So I did a minimal install of centos 7 vm guest just to find out it did not install perl. Since as of right now I have no properly functioning network on that machine (different issue; we can talk about that in another post), I went for the next best thing: install CD.
I grabbed the CentOS-7-x86_64-Everything-1611.iso CD (around 8GB), attached it to the guest, and mounted it on /mnt. Then I edited the
cat /etc/yum.repos.d/CentOS-Media.repo # CentOS-Media.repo # # This repo can be used with mounted DVD media, verify the mount point for # CentOS-7. You can use this repo and yum to install items directly off the # DVD ISO that we release. # # To use this repo, put in your DVD and use it with the other repos too: # yum --enablerepo=c7-media [command] # # or for ONLY the media repo, do this: # # yum --disablerepo=* --enablerepo=c7-media [command]

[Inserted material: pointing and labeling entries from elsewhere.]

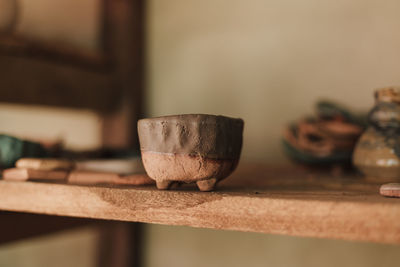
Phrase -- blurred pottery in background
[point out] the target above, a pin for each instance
(377, 154)
(190, 148)
(327, 139)
(8, 15)
(12, 149)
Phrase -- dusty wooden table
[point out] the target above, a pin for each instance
(279, 200)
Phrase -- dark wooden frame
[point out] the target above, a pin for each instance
(48, 74)
(39, 74)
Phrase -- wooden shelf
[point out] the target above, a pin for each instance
(279, 200)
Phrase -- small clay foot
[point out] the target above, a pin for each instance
(206, 185)
(163, 185)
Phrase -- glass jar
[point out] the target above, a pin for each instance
(377, 152)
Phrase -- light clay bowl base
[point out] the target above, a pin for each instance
(168, 168)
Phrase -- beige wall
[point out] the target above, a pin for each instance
(268, 61)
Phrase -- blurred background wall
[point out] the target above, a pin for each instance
(266, 62)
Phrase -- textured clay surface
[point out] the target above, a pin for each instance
(212, 136)
(167, 168)
(190, 148)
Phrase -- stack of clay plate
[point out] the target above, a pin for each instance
(327, 138)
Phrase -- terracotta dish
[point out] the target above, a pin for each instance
(190, 148)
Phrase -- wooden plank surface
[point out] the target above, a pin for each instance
(278, 200)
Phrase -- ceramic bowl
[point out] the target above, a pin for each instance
(190, 148)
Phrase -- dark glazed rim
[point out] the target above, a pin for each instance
(188, 115)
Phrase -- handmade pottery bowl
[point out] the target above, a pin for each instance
(190, 148)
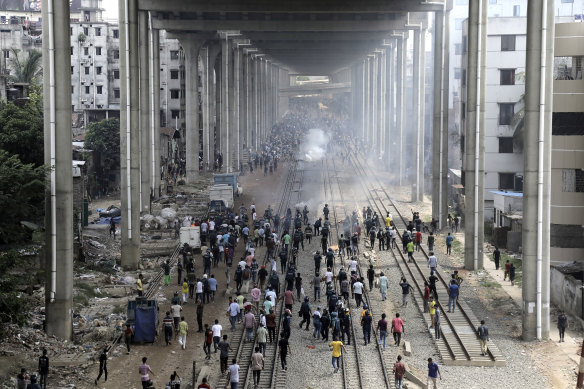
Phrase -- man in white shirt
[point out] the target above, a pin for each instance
(233, 373)
(233, 312)
(217, 330)
(432, 262)
(329, 275)
(358, 291)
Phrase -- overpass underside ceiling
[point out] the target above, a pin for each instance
(310, 37)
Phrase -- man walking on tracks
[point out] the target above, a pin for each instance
(338, 349)
(483, 333)
(433, 374)
(397, 327)
(399, 370)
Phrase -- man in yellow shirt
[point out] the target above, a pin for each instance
(337, 352)
(432, 312)
(139, 285)
(183, 329)
(388, 220)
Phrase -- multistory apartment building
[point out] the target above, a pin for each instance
(95, 64)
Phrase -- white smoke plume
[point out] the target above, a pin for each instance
(313, 147)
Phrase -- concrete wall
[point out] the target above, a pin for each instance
(566, 292)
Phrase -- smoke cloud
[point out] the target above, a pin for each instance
(313, 147)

[c7-media] name=CentOS-$releasever - Media baseurl=file:///mnt/ gpgcheck=1 enabled=0 gpgkey=file:///etc/pki/rpm-gpg/RPM-GPG-KEY-CentOS-7
I then run
yum clean all
and then decided to look for perl only on the cd repo, i.e.
yum --disablerepo=* --enablerepo=c7-media search perl
It gave me back the pcre package, which is already installed. I did check the /mnt.Packages dir and there are plenty of perl-related packages including itself.
yum --disablerepo=* --enablerepo=c7-media list all
shows only installed packages, some of which are shown (?) to have been installed from c7-media.